Created 10-15-2017 07:12 PM
I have setup single node HDP2.6 deployed using Ambari.
My single node hostname is nhknox-Virtual-Machine.mad.lab
I have KDC server setup at Domain Controller as Active Directory Domain Services.
Now I am enabling Kerberos, which is going through fine. Then, on ambari wizard it stopping all the services, which is fine too. Then, it is trying to start all the services after kerberized hadoop.

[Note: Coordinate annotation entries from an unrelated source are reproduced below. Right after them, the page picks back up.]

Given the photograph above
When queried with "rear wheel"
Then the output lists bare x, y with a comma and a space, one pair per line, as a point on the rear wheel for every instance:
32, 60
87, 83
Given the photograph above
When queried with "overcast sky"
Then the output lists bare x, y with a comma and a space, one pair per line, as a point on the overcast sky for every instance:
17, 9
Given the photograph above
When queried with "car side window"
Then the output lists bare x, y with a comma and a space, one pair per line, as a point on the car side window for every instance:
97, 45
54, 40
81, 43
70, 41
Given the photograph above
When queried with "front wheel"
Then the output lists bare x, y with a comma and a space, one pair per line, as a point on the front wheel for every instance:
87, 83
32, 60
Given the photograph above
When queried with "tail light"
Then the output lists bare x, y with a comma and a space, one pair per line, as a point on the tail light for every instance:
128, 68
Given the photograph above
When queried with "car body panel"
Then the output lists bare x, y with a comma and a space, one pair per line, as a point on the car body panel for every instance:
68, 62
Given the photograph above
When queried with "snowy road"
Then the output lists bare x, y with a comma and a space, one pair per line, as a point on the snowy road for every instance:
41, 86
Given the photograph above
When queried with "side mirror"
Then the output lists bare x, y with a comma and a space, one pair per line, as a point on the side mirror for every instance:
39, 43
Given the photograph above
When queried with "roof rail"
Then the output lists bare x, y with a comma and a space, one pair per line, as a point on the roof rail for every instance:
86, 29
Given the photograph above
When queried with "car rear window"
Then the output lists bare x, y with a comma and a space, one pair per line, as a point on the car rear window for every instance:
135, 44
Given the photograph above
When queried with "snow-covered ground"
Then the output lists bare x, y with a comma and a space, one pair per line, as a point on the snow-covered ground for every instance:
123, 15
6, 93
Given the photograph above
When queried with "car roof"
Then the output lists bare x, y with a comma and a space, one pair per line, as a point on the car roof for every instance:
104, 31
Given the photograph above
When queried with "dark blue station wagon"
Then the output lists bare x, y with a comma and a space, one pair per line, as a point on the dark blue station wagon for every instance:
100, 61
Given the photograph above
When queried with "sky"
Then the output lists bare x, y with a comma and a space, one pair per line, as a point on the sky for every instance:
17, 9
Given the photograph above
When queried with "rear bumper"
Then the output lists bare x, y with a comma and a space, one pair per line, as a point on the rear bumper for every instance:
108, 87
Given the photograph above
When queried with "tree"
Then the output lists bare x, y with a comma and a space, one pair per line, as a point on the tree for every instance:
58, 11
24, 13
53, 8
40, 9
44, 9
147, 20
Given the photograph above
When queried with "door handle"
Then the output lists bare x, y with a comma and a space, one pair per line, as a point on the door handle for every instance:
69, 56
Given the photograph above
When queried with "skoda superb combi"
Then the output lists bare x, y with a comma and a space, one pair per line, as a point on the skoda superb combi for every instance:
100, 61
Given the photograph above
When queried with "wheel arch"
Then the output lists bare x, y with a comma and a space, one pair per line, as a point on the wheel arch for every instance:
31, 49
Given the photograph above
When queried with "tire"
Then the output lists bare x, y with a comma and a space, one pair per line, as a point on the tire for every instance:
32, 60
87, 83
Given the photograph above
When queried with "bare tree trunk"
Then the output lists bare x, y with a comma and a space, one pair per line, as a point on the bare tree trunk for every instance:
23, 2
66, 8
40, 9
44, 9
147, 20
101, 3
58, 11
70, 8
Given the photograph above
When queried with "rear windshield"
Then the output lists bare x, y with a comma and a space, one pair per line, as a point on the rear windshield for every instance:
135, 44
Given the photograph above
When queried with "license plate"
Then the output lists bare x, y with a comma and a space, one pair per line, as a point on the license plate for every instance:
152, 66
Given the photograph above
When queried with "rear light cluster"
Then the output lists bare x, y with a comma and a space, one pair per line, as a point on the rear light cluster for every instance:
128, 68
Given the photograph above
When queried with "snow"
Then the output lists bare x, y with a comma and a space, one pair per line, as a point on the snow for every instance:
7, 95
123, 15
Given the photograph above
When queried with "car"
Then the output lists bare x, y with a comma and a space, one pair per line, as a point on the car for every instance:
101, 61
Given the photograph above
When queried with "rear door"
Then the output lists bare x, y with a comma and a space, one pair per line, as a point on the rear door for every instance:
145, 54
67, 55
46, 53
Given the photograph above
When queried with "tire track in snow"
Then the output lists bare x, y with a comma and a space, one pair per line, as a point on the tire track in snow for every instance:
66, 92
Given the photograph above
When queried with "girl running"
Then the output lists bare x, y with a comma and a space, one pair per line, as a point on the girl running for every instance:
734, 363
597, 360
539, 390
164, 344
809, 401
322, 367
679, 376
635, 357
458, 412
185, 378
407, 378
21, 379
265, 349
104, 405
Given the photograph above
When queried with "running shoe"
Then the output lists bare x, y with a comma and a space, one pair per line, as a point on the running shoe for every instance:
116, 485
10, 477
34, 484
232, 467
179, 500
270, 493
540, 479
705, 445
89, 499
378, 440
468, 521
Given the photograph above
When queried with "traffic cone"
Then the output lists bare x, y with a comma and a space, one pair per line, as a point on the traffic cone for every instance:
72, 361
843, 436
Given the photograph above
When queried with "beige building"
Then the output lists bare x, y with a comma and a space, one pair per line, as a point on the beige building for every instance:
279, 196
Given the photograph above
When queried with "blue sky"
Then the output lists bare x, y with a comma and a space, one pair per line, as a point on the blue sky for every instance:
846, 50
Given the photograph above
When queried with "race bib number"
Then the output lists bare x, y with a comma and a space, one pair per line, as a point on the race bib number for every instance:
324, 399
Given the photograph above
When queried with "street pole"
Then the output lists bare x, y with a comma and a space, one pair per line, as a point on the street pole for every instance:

There my Namenode is not starting and below are the logs for the same. Please suggest for the solution
stderr:
stdout:
2017-10-15 13:58:14,561 - Execute['ambari-sudo.sh su hdfs -l -s /bin/bash -c 'ulimit -c unlimited ; /usr/hdp/current/hadoop-client/sbin/hadoop-daemon.sh --config /usr/hdp/current/hadoop-client/conf start namenode''] {'environment': {'HADOOP_LIBEXEC_DIR': '/usr/hdp/current/hadoop-client/libexec'}, 'not_if': 'ambari-sudo.sh -H -E test -f /var/run/hadoop/hdfs/hadoop-hdfs-namenode.pid && ambari-sudo.sh -H -E pgrep -F /var/run/hadoop/hdfs/hadoop-hdfs-namenode.pid'}
2017-10-15 13:58:18,931 - Execute['/usr/bin/kinit -kt /etc/security/keytabs/hdfs.headless.keytab hdfs-testknox@MAD.LAB'] {'user': 'hdfs'}
2017-10-15 13:58:19,157 - Waiting for this NameNode to leave Safemode due to the following conditions: HA: False, isActive: True, upgradeType: None
2017-10-15 13:58:19,157 - Waiting up to 19 minutes for the NameNode to leave Safemode...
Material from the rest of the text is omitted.